Aug 1

The S&P 500 and the Dow dipped in afternoon trading on Monday, as a drop in oil prices dragged down energy stocks, while tech names Apple and Alphabet helped drive the Nasdaq higher.

The S&P had hit a record high earlier in the session, but was unable to hold gains as US crude fell below $40 a barrel to its lowest level since April.

The correlation between oil prices and equities, which had been very strong until oil rose above $40, is resurfacing now, said Randy Frederick, managing director of trading and derivatives for Charles Schwab in Austin, Texas.

“If oil falls back below $40, which it appears it is going to, it is likely that correlation will come back and that is what we are seeing now.”

The S&P gained 3.6 per cent in July - its best month since March - touching intraday highs seven times, on improving economic data and as corporate earnings were not as bad as had been initially feared.

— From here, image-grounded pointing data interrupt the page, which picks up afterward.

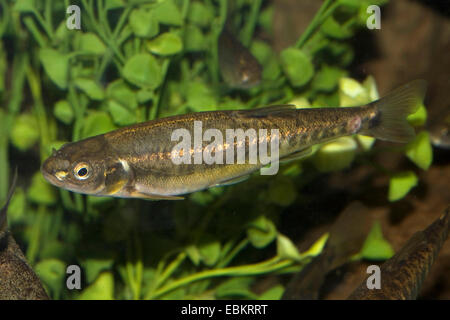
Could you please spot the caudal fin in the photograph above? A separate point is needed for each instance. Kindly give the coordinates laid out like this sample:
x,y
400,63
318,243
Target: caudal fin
x,y
390,122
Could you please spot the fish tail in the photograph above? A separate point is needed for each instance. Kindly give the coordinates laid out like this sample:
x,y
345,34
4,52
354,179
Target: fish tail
x,y
389,122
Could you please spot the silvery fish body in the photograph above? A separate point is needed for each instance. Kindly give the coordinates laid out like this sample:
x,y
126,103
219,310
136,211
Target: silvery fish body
x,y
138,161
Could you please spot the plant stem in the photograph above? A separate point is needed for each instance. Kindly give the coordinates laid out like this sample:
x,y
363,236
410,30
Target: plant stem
x,y
249,28
271,265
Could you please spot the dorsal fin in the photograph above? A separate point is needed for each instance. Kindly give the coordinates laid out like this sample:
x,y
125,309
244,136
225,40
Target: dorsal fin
x,y
266,111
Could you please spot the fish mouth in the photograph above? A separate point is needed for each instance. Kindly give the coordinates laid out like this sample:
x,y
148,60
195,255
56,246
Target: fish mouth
x,y
52,175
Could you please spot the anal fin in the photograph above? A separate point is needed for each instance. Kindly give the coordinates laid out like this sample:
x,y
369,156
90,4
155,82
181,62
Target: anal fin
x,y
297,155
232,181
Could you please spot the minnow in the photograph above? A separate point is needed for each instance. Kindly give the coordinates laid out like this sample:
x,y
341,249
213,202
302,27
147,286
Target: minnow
x,y
402,275
137,161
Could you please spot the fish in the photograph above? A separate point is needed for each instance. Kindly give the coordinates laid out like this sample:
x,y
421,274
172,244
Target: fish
x,y
346,238
138,161
402,275
238,67
17,279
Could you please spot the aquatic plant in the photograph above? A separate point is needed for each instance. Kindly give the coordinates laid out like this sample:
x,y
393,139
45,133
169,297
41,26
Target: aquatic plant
x,y
138,60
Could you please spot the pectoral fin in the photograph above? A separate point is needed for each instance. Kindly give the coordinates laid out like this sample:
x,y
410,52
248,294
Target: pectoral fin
x,y
138,194
297,155
232,181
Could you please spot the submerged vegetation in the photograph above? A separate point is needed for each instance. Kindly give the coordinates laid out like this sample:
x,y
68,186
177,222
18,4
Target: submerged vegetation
x,y
138,60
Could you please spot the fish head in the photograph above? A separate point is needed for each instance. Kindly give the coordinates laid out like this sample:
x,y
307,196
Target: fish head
x,y
78,166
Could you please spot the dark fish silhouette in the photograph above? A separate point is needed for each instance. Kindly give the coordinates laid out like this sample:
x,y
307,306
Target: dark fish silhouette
x,y
17,279
347,236
402,276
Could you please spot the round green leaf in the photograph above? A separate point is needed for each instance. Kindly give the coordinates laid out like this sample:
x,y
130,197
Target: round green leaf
x,y
90,87
63,111
376,247
336,155
261,232
199,14
200,97
91,43
120,91
97,122
286,249
120,114
143,23
165,44
143,70
194,40
400,184
167,12
56,66
297,66
25,131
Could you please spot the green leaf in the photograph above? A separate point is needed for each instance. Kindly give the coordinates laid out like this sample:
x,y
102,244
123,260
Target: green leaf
x,y
120,114
101,289
24,6
400,184
143,71
261,232
274,293
97,122
91,43
63,111
199,14
93,267
168,13
143,23
52,273
327,78
17,206
209,251
335,30
200,97
56,65
165,44
25,131
41,191
286,249
336,155
420,151
90,87
120,91
114,4
375,247
297,66
194,40
193,254
235,287
282,191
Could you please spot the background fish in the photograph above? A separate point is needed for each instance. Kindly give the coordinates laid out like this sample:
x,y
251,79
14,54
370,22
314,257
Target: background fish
x,y
17,279
346,238
136,161
402,276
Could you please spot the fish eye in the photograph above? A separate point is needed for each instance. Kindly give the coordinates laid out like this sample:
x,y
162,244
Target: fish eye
x,y
82,171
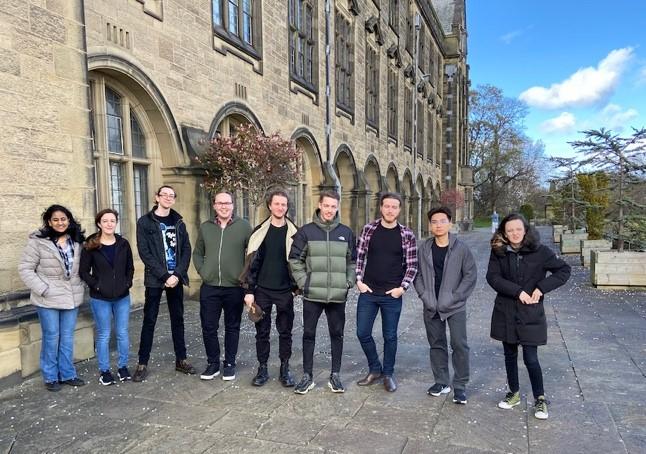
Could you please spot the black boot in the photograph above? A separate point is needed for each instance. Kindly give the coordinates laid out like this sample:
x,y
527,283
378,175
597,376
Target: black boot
x,y
285,376
262,376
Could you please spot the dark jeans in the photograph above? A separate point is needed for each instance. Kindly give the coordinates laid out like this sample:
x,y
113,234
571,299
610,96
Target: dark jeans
x,y
175,299
284,301
335,313
367,308
214,300
530,358
436,334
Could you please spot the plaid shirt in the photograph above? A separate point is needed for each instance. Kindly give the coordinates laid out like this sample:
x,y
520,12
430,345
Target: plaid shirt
x,y
409,247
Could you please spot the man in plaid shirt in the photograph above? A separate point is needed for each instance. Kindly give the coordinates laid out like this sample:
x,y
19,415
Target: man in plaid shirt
x,y
386,267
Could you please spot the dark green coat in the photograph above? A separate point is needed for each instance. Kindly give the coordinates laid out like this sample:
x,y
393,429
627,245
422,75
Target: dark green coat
x,y
322,260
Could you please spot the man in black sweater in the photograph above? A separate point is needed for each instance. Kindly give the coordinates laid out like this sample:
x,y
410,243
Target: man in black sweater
x,y
268,282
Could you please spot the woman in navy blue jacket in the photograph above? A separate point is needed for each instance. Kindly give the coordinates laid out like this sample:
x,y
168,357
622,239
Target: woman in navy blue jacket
x,y
518,272
107,268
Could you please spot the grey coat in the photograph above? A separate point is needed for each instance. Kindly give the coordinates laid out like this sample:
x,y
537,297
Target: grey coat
x,y
458,280
43,271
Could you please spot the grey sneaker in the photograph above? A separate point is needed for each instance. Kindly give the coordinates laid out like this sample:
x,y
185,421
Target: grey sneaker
x,y
510,401
335,383
540,408
306,384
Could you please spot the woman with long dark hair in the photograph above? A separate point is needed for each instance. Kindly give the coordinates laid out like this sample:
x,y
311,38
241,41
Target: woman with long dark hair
x,y
518,271
50,268
107,268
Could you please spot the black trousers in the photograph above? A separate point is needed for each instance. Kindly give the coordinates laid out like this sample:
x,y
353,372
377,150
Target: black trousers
x,y
213,301
530,358
175,299
284,302
335,313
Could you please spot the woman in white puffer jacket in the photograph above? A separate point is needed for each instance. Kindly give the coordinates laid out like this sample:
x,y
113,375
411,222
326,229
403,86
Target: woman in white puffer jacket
x,y
50,268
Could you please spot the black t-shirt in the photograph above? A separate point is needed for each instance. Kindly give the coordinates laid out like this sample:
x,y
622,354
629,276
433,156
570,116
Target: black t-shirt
x,y
439,254
169,232
384,260
273,274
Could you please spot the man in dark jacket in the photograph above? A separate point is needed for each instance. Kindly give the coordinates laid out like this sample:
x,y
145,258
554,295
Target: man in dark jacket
x,y
268,282
447,276
219,258
165,249
322,263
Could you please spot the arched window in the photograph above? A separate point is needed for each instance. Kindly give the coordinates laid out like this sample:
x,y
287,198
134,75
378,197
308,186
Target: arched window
x,y
123,151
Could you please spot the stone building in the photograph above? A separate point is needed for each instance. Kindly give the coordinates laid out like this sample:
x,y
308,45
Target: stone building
x,y
103,101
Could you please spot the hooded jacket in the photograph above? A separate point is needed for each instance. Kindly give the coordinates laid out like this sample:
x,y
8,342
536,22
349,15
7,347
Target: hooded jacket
x,y
219,252
458,279
150,244
108,282
255,257
322,260
509,273
43,271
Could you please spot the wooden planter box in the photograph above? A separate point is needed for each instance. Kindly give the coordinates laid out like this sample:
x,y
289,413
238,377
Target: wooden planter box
x,y
571,242
618,269
587,246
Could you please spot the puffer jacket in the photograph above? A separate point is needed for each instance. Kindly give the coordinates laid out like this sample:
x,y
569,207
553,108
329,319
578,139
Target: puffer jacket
x,y
43,271
322,260
511,272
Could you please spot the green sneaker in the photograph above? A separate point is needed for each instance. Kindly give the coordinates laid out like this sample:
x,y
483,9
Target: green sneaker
x,y
540,408
510,400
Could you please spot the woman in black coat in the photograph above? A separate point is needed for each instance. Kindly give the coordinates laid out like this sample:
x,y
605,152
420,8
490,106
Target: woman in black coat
x,y
518,272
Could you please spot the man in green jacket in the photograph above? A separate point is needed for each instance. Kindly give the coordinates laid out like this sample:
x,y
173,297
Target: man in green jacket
x,y
218,258
322,263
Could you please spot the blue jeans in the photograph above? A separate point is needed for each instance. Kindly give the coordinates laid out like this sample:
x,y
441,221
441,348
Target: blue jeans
x,y
367,308
103,312
57,349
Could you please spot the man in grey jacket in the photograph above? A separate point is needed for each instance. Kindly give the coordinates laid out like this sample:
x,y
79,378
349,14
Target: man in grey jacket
x,y
445,279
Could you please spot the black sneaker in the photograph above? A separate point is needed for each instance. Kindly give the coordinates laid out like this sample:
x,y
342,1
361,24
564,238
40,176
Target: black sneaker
x,y
73,382
212,370
229,372
124,374
184,367
106,378
53,386
459,396
438,389
305,385
262,376
141,372
335,383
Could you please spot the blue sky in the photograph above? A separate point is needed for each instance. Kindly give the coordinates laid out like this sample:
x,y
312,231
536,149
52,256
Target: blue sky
x,y
576,64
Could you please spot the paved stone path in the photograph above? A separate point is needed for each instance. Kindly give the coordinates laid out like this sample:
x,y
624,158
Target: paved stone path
x,y
594,367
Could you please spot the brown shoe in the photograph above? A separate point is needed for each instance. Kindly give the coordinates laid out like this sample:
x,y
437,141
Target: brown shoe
x,y
390,384
184,367
141,372
370,379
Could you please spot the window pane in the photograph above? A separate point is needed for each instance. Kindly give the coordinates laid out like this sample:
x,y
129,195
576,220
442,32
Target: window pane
x,y
141,189
233,16
113,115
116,191
217,12
137,136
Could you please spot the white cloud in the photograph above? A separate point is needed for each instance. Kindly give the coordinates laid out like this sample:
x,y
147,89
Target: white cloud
x,y
613,117
561,124
585,87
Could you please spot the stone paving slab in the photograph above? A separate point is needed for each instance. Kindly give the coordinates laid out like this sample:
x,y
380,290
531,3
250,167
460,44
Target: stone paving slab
x,y
593,368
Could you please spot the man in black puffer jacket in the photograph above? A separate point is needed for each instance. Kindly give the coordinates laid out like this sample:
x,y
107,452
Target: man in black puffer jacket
x,y
322,263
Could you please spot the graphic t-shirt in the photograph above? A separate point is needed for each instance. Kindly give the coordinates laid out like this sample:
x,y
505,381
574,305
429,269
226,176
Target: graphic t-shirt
x,y
169,234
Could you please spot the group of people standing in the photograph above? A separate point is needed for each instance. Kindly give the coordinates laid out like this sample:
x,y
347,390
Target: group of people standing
x,y
268,266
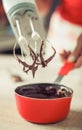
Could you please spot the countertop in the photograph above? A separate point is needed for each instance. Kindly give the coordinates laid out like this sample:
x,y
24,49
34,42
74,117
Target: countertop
x,y
9,116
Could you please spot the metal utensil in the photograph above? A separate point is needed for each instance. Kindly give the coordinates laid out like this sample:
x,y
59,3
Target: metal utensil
x,y
65,69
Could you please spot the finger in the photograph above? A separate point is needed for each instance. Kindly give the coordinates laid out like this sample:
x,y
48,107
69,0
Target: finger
x,y
78,63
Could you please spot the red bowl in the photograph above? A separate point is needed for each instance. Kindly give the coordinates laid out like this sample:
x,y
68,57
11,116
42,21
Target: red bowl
x,y
39,110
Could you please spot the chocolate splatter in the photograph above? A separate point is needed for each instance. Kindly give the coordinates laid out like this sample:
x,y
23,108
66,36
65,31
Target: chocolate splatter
x,y
37,58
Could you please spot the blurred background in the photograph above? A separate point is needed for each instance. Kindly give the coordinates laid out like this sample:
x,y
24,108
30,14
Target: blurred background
x,y
7,38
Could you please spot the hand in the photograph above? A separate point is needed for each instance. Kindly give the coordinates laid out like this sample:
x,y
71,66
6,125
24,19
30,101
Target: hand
x,y
76,55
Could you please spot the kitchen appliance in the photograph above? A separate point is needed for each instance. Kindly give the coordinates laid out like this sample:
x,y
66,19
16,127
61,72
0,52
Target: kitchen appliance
x,y
25,23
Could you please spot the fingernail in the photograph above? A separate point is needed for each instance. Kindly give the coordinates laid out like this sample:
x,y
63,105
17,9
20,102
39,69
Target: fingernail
x,y
71,58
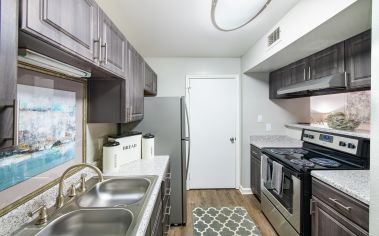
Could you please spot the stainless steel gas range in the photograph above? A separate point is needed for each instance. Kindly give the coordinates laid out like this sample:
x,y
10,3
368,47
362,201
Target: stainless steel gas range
x,y
286,176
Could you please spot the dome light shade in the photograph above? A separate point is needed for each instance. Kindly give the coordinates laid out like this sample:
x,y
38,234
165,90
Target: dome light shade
x,y
228,15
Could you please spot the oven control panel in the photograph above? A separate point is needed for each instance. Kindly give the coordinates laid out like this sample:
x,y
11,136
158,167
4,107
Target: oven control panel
x,y
333,141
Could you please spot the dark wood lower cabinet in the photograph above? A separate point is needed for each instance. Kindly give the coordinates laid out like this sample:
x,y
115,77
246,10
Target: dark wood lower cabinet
x,y
326,221
160,219
335,213
255,171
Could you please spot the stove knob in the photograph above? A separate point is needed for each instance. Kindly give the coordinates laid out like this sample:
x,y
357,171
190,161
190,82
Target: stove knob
x,y
351,146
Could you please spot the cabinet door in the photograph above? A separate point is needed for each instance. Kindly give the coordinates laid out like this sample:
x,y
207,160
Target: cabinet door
x,y
327,62
326,221
8,73
149,80
155,83
358,60
275,83
255,176
136,82
70,25
112,46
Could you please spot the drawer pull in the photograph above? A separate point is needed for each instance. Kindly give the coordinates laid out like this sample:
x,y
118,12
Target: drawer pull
x,y
311,211
335,201
168,227
168,210
168,176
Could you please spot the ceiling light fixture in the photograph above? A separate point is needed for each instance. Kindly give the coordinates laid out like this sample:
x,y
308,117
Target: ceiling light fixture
x,y
229,15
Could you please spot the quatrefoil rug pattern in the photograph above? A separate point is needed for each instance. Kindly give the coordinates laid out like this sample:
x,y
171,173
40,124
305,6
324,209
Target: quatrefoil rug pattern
x,y
224,221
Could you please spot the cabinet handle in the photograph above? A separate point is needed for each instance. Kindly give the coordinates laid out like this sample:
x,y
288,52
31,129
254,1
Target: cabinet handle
x,y
311,211
309,72
168,176
168,210
105,58
168,227
335,201
15,107
96,42
304,75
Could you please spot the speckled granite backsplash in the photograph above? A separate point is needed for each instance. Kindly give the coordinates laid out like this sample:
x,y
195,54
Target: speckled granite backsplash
x,y
13,220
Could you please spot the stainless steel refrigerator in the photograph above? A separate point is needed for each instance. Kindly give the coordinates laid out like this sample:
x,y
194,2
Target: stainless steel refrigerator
x,y
167,119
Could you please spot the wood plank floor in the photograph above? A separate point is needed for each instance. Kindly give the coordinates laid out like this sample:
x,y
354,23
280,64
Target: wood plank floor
x,y
219,198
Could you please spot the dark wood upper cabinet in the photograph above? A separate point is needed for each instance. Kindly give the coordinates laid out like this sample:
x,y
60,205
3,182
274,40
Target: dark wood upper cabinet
x,y
288,75
71,25
135,77
8,72
329,61
275,83
150,81
352,56
358,60
112,46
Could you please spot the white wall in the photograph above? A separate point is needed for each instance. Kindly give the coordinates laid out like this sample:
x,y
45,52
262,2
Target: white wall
x,y
96,135
172,71
299,21
374,163
255,101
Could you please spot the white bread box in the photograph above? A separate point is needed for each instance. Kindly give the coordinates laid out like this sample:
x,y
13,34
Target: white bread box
x,y
129,148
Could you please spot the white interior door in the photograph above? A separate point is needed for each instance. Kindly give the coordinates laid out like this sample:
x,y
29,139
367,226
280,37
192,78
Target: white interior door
x,y
213,119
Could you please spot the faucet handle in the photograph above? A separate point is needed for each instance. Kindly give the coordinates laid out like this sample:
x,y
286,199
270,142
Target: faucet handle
x,y
72,191
42,215
83,182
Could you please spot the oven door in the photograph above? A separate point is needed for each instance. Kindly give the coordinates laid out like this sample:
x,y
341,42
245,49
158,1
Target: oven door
x,y
288,201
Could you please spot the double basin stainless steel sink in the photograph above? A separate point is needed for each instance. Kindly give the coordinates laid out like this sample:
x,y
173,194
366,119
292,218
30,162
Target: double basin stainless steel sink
x,y
113,207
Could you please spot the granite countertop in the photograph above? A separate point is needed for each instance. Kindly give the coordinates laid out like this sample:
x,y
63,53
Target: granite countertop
x,y
262,141
156,166
355,183
356,133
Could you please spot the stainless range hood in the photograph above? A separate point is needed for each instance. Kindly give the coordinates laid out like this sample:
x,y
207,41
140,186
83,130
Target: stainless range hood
x,y
336,81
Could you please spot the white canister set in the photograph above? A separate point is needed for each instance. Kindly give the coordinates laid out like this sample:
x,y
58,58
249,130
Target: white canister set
x,y
126,148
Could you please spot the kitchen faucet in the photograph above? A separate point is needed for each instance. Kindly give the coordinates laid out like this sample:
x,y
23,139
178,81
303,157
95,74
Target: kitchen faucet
x,y
60,197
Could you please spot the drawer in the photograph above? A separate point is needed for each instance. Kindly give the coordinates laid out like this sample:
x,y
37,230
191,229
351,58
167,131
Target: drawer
x,y
255,152
347,206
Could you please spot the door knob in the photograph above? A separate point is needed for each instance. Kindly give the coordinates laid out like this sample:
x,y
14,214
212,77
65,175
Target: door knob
x,y
232,139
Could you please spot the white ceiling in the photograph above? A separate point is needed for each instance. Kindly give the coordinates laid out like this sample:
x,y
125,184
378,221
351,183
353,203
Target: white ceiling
x,y
183,28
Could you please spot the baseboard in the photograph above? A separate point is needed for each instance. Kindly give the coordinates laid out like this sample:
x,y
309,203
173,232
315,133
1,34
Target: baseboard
x,y
245,190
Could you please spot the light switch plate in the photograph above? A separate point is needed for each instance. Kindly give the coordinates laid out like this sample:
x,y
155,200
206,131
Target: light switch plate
x,y
268,127
259,118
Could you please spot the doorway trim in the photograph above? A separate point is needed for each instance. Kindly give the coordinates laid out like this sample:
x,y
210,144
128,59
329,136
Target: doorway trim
x,y
238,116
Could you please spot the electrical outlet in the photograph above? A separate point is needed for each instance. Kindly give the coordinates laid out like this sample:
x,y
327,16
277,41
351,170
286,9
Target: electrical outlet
x,y
259,118
100,142
268,127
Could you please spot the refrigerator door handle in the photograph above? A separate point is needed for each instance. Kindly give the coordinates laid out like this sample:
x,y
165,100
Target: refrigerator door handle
x,y
188,139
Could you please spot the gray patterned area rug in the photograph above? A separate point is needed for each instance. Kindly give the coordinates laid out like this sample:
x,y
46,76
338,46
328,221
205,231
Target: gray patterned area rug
x,y
224,221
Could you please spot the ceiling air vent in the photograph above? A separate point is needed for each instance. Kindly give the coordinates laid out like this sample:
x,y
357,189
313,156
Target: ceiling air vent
x,y
273,37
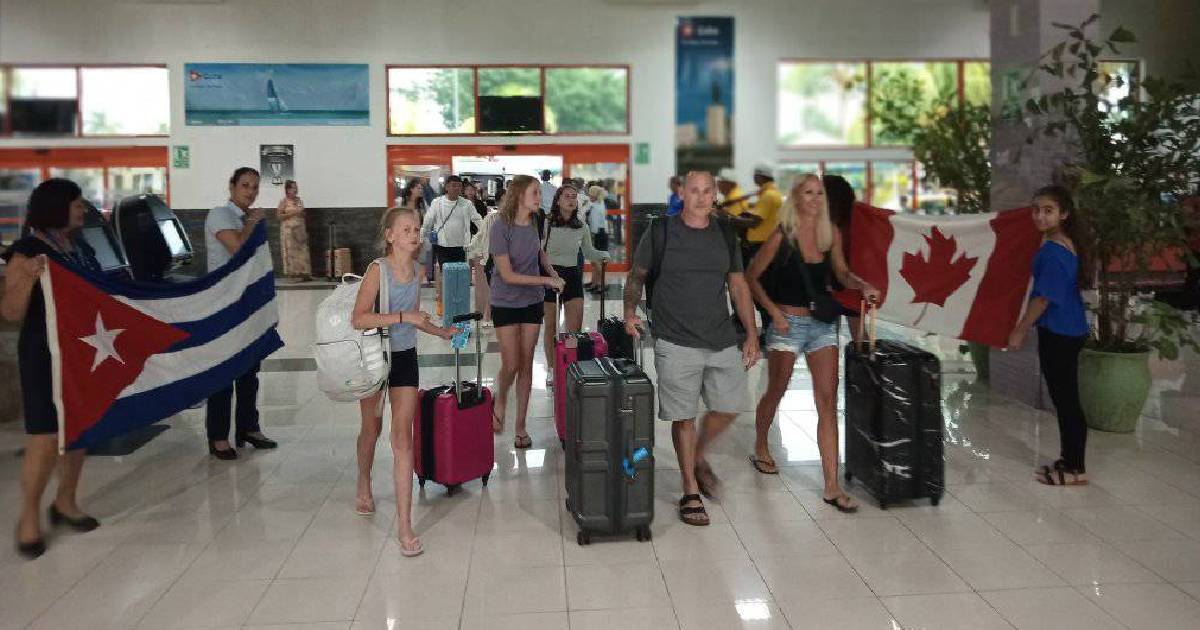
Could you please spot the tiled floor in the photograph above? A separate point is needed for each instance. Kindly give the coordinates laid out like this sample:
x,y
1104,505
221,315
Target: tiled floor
x,y
271,540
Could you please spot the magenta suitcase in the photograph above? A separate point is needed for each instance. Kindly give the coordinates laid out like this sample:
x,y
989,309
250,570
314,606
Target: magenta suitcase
x,y
571,347
453,430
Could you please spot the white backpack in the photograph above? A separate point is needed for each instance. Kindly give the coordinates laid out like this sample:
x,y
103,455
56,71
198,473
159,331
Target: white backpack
x,y
351,364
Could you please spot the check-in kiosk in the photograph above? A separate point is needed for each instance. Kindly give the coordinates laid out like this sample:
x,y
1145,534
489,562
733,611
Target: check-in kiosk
x,y
153,237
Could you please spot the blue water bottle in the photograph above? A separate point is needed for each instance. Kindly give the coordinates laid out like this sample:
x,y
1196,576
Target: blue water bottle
x,y
629,462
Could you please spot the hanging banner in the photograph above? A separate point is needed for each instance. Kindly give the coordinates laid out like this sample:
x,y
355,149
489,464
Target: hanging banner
x,y
703,94
276,94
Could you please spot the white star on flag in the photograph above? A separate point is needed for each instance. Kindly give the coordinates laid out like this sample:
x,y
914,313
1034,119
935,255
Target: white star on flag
x,y
103,341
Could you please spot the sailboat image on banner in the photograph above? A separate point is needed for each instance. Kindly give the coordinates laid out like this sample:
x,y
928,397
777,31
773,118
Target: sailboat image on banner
x,y
274,102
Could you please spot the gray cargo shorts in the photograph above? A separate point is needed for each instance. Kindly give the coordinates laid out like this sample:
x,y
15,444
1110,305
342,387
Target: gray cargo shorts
x,y
688,375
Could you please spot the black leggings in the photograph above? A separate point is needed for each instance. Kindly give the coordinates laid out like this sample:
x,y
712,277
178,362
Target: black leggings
x,y
1059,357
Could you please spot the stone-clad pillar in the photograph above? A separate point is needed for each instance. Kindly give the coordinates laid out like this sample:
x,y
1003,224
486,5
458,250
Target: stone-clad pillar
x,y
1020,31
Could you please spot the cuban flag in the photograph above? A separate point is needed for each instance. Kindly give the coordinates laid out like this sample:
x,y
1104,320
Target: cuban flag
x,y
963,276
125,355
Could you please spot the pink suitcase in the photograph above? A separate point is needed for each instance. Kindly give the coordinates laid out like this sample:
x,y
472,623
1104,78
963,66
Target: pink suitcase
x,y
453,429
571,347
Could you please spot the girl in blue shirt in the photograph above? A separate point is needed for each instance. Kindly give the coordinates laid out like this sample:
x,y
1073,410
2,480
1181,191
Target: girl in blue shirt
x,y
1056,306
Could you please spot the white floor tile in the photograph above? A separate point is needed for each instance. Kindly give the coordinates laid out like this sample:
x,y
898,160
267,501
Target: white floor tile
x,y
1039,609
945,612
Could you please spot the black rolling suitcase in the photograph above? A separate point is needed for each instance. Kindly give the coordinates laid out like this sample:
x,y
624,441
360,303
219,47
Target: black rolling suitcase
x,y
610,448
894,420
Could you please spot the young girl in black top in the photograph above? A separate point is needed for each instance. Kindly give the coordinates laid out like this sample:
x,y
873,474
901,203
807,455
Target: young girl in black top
x,y
55,214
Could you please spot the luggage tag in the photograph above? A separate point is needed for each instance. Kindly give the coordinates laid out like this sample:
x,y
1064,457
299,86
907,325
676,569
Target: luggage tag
x,y
628,463
462,333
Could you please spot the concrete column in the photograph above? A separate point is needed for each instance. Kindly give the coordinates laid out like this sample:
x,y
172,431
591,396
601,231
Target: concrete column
x,y
1020,31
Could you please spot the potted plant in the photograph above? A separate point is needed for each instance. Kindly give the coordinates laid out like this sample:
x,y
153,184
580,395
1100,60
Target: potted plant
x,y
951,139
1132,160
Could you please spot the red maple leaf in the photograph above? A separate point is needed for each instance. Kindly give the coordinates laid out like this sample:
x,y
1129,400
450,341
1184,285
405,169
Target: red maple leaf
x,y
935,280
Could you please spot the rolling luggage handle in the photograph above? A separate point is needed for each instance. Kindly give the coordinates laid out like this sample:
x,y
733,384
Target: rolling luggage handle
x,y
868,311
479,357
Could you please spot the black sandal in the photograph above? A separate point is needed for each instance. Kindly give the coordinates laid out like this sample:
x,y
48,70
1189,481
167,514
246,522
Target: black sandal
x,y
766,467
1057,474
843,503
693,515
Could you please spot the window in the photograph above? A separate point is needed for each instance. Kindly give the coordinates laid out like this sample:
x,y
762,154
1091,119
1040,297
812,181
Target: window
x,y
533,100
43,101
431,101
1117,81
892,185
977,82
587,100
125,101
909,90
85,101
822,103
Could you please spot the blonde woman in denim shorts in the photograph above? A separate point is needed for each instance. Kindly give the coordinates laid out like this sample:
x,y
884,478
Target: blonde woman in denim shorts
x,y
790,276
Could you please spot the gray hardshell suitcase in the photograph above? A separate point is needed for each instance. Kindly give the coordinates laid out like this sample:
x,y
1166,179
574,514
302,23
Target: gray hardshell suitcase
x,y
610,448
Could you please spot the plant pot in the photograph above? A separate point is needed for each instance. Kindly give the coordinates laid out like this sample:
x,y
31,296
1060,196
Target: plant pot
x,y
1113,389
981,358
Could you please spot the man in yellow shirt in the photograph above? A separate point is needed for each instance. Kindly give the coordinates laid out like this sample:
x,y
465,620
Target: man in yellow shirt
x,y
766,209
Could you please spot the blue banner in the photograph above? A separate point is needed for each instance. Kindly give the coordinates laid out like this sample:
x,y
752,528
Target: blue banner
x,y
277,94
703,94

Earnings are now expected to decline 3 per cent for the second quarter, according to Thomson Reuters data, an improvement from the 4.5 per cent decline expected on July 1.

Exxon and Chevron were down 2.9 per cent and 3.3 per cent, respectively, and were the biggest drags on both the Dow and the S&P 500. The S&P energy sector lost 3.3 per cent.

The Dow Jones industrial average fell 41.46 points, or 0.22 per cent, to 18,390.78, the S&P 500 lost 3.73 points, or 0.17 per cent, to 2,169.87, and the Nasdaq Composite added 21.24 points, or 0.41 per cent, to 5,183.37.

Apple Inc rose 1.3 per cent, providing the biggest boost to the three main indexes. Apple has gained more than 9 per cent since reporting results last week. Google parent Alphabet Inc was up 1.5 per cent at $803.04.

After tepid US second-quarter gross domestic product data on Friday dimmed some of the optimism over the state of the economy, data on Monday showed US manufacturing activity slowed in July as orders fell broadly and construction spending dropped in June.

Traders saw the chance of a Federal Reserve interest rate hike by year-end at about 35 per cent, according to CME Group's Fedwatch, down from more than 50 percent last week.

SolarCity Corp fell 7.8 per cent, to $24.62, and Tesla Motors declined 1.6 per cent, to $230.99, after Tesla said the two companies had agreed to merge.

Declining issues outnumbered advancing ones on the NYSE by a 1.44-to-1 ratio. On Nasdaq, a 1.05-to-1 ratio favoured advancers.

The S&P 500 posted 36 new 52-week highs and no new lows; the Nasdaq Composite recorded 96 new highs and 18 new lows.